In June 2017 two international all-women soccer teams will look to play a 90-minute match on a temporary pitch just below the summit of Kilimanjaro. If they succeed, they will break the world record for the highest altitude football match.

The players include former Canada international Sasha Andrews, Germany World Cup star Petra Landers, Afghanistan international Hajar Abufazl, former Fifa World Cup referee Jacqui Hurford and players from Argentina, France, Egypt, Jordan, Mexico, Great Britain, United States and the UAE.

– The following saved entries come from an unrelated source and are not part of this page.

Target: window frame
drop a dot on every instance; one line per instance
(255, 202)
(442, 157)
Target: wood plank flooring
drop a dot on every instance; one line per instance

This venture is supported by the Equal Playing Field (EFP) initiative, which launched on International Women’s Day on the 8th of March 2017 and looks to increase opportunity, equality and respect for women seeking to play or work in sport, and raise the profile of inspirational female sporting role models in the media.

“Playing a football match at this altitude has never been done before,” Laura Youngson, an EPF co-founder, said, “we want to break a record to inspire other women and girls to keep challenging the inequalities in sport.”

Kilimanjaro stands at 5,895 metres tall, more than two kilometres higher than the world’s highest fixed football stadium.

The week after the match on Kilimanjaro, EPF will work with local teams and organisations in 10 countries to host football clinics to support and advance women’s football development globally.

Kilimanjaro also provided the stage for the highest ever cricket match back in 2014, and the world record for the highest game of rugby was also achieved on Tanzania’s famous mountain in 2015.

What record could you break on Kilimanjaro?